During the just completed BlockWorld 2018 Conference, one of the largest blockchain developer gatherings, an AI powered Decentralized Analysis System (DAS) claimed to rebuild a Kensho in blockchain world.
Kensho is a data analytics and machine intelligence company. It has been acquired by S&P Global for 550 million US dollars, which created Wall Street’s largest ever acquisition of an artificial intelligence company. Why did the largest AI acquisition happen in Wall Street instead in Silicon Valley? It is believed that Kensho’s Warren search engine can accurately forecast the market trend. Its accuracy is supported by a tremendous database.
What if applying Kensho’s idea and algorithm to the blockchain world? DAS.Link is trying to do that but in a decentralized way. Generally, centralized AI companies need massive database and therefore huge capital investment to feed its AI system. There are few choices for them to acquire data but purchase from giant companies, which is a heavy burden for most of them. Blockchain technology specifies a way out. Large amounts of blockchain projects information are unstructured data which grow every day. For some information, especially new type of information, DAS’ algorithm may not be able to cover in time. DAS encourages community users to help sort out structured data of blockchain projects information. Users can call data interface to upload collected data according to DAS data structure. Approved structured data will be recorded on DAS Platform (DASP). Users’ contribution will be rewarded with tokens (DAST) correspondingly.

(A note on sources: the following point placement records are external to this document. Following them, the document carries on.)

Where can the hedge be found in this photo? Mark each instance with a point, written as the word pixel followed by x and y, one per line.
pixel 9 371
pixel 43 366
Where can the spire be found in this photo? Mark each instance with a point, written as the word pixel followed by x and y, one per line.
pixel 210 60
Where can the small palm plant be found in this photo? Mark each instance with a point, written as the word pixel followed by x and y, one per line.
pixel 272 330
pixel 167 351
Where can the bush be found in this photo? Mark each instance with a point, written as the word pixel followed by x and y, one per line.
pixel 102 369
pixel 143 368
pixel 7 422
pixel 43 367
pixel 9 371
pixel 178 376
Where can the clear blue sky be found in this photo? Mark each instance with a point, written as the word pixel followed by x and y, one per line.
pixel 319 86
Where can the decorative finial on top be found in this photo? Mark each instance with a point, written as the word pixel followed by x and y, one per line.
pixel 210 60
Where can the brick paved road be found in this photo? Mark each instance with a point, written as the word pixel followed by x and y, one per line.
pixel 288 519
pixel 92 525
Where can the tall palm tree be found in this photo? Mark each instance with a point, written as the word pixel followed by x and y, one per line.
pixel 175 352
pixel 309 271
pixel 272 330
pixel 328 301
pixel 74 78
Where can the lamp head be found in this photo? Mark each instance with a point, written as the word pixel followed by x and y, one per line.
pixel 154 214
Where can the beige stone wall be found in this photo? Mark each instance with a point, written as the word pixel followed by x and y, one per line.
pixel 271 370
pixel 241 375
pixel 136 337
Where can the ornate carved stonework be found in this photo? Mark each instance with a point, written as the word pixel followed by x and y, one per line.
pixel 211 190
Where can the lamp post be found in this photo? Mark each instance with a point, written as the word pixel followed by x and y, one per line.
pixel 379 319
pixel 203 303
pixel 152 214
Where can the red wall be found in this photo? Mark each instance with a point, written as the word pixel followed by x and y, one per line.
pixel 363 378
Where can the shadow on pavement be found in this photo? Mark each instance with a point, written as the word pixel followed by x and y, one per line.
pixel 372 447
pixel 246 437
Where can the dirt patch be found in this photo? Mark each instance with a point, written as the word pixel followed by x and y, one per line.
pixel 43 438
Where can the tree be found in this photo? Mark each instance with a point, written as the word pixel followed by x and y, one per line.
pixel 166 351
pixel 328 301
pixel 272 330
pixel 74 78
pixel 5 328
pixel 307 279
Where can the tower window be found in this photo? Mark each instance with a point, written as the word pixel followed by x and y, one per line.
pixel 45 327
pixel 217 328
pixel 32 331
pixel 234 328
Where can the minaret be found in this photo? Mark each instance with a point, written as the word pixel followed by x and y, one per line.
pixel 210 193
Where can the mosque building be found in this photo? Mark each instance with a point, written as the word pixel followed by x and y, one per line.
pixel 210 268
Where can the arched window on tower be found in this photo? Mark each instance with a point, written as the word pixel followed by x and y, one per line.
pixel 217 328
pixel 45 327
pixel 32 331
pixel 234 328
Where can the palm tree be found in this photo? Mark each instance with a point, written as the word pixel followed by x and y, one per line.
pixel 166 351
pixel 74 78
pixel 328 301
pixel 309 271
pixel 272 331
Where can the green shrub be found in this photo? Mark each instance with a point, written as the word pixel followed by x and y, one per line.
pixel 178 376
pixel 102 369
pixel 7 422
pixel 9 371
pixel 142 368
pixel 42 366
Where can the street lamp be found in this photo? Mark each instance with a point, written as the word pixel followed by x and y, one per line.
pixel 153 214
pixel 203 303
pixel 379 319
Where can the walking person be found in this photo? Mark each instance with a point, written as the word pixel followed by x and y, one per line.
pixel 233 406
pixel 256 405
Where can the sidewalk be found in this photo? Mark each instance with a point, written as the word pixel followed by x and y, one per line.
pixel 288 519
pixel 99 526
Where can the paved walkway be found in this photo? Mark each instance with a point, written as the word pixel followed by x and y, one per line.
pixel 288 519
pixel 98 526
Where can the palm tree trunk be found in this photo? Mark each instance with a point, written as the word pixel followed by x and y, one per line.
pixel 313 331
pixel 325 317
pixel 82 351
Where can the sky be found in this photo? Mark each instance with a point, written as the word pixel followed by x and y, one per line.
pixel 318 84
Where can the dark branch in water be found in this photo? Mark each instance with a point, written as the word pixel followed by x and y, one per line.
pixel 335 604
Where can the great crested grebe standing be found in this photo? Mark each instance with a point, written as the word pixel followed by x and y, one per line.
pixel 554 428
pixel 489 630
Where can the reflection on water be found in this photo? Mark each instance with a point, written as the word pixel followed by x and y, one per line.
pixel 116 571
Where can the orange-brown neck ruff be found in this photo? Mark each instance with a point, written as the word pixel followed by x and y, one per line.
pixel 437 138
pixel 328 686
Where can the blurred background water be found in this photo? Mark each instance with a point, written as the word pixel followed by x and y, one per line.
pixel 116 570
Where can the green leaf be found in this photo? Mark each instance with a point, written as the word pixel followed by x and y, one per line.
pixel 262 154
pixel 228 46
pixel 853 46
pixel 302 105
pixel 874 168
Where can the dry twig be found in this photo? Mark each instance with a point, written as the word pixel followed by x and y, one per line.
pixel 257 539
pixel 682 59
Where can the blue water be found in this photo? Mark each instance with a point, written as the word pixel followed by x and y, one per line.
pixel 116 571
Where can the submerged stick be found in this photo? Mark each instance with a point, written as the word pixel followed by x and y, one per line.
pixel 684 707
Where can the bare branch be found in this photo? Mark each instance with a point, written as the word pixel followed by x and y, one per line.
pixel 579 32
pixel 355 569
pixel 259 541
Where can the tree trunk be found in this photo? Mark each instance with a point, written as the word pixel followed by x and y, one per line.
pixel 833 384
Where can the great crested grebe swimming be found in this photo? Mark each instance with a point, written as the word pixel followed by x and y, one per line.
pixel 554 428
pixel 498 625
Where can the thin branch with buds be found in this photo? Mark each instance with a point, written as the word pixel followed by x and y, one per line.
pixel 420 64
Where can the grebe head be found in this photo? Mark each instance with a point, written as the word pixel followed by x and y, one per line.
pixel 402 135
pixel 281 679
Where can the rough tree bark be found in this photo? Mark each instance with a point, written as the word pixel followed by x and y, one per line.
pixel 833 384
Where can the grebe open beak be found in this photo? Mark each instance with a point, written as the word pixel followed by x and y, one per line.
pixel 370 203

Figure 1: Data Contribution Process
DAS will ensure the fairness of the review mechanism by introducing the role of reviewer. Reviewers can also be ordinary community users. Reviewers need to review the data uploaded through the DAS data interface in a decentralized way. The role of reviewer is to ensure the correctness of the uploaded data, and to prevent some users from abusing the token reward policy by uploading useless or incorrect data.
DAS data center runs a variety of big data processing libraries, including Spark (state-of-the-art big data analysis engine) and Tensorflow (the most advanced machine learning environment). DAS uses multiple machine learning models and deep neural networks to rank a certain underlying asset. Specifically, rating of assets consists of four key modules shown in the figure below. They are the features of the neural network that produces asset ratings. These features are asset background analysis, asset popularity analysis, public sentiment analysis, and historical data analysis. With these extracted features, DAS neural network can dynamically and reasonably combine various modules, maximizing the accuracy of rating result.
Figure 2: DAS feature extraction diagram
DAS system has also designed a feedback system in its neural network. The feedback loop is used to correct the rating produced by the neural network Specifically, users’ rating will be used to compare with the neural network’s rating, a loss will be produced (loss function in the neural network), and then the neural network gets evolve based on the feedback by using a reasonable learning rate. The updated rating will take the neural network model and also users’ feedbacks into account. Eventually the neural network evolves in the correct direction and makes accurate predictions.
DAS believes that the blockchain and cryptocurrency is the first application scenario of DAS’ algorithm. In the future DAS platform will take more industries into its ecosystem.